Lea Mattarella
Una donazione come ultimo atto di una catena intrecciata al femminile: è questo il senso del lascito di Mirella Bentivoglio al Mart di Rovereto. L’artista e critica romana (ma nata a Klagenfurt nel 1922), ha infatti regalato al museo la sua collezione e il suo archivio, che oggi compongono un’emozionante mostra, aperta fino al 22 gennaio. E gran parte delle opere qui esposte le sono state a sua volta donate, dal 1972 ad oggi, da quelle che possiamo definire le sue compagne di strada, le artiste che, in ogni parte del mondo, hanno partecipato, insieme alla stessa Bentivoglio, al movimento della Poesia Visiva. Nata negli anni Sessanta, questa corrente artistica ha l’obiettivo di far emergere i legami sottili e sotterranei che intercorrono tra le immagini e il linguaggio. Ed è proprio il caso di dire che la Bentivoglio ha restituito alle donne la parola. A raccontarlo sono i numeri: nel 1969 alla grande mostra dedicata agli esponenti di “poesia ottica”, allo Stedelijk Museum di Amsterdam, la presenza femminile raggiungeva a malapena il 2 per cento. Dopo le sue indagini sul campo, le mostre annuali che lei stessa chiama “censimenti internazionali”, iniziate al Centro Tool di Milano e culminate in una leggendaria esposizione in occasione della Biennale di Venezia del 1978 e poi in una serie di eventi in giro per il mondo, le cose cambiarono radicalmente: dal 2 al 20 per cento le donne invitate alle mostre, e via via un’attenzione constante verso il côté rosa del movimento.
Qui a Rovereto di artiste ce ne sono più di 100, autrici delle circa 300 opere che compongono l’esposizione. Ci sono russe e australiane, grechee giapponesi, brasiliane e americane. Con tutte la Bentivoglio è entrata in contatto personalmente. Scrivendo, naturalmente. E spesso le lettere che si scambiano queste artiste, così attente a tenere insieme testi scritti e immagini, sono piccole opere. Come quelle dell’americana Amelia Etlinger con le sue buste e i fogli su cui tesse grovigli di fili colorati che incorniciano e, nello stesso tempo, nascondono la parola.
Il ricamo è una tecnica collegata da sempre al passatempo femminile. E qui lo utilizzano in molte. Ma è il loro destino di artiste libere, e spesso anche ribelli, che hanno scelto di cucire.
Tra le “merlettaie” ecco Francesca Cataldi autrice di inquiete cancellazioni con il filo di catrame; Anna Paci che confronta le piante delle prigioni con i modellini dei lavori a tricot; Maria Lai, la grande artista sarda, classe 1919, che da sempre tesse incanti preziosi, leggende di fili dorati. Ecco in mostra i suoi libri-scalpi, intrecciati con i capelli, e le sue indimenticabili pagine cucite. Che ci rivelano due elementi costanti: il rapporto con il corpo e quello con l’oggetto-libro.A valorizzare il primo ci pensa la brasiliana cresciuta a Parigi Anesia Pacheco E Chavez che ha chiaro come O centro do corpo siano i genitali femminili, ma anche Ketty La Rocca e la stessa Bentivoglio: entrambe hanno identificato la curvatura della letteraJ con corpo e inconscio.

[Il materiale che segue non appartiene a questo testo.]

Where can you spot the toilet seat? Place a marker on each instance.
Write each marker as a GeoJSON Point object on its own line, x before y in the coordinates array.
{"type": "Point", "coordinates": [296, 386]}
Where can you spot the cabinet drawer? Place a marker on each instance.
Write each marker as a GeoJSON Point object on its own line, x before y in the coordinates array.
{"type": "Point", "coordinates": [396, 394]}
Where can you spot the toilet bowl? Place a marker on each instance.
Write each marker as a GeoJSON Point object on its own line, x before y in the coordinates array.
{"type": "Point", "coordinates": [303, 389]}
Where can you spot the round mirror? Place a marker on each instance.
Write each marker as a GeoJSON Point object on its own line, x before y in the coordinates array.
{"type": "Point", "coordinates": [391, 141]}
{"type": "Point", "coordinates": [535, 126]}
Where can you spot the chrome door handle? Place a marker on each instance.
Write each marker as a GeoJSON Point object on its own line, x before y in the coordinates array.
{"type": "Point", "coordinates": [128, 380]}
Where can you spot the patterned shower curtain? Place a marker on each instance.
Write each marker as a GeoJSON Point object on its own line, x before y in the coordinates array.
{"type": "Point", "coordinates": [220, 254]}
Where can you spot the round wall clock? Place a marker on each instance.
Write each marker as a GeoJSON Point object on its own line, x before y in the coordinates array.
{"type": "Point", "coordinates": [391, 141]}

Tra i libri si può far centro anche con la forza dell’assenza: ci riescono quello in vetro della giapponese Izumi Oki e quello gigantee vuoto di Dora Tass, capaci di riflettere e contenere il mondo. Ci sono donne che si narrano e donne che raccontano il mondo: la Sventagliata di mitra di Anna Esposito rende un orpello femminile testimone di tragedie. E la dittatura è messa nel sacco dalle piccole scatole di carta colorate di Rimma Gerlovina che arrivavano clandestinamente alle mostre della Bentivoglio dal blocco sovietico. Contengono lettere in cirillico, un’allusione ai regimi che imprigionano proprio ciò che questa grande avventura intellettuale ha liberato: pensieri e parole.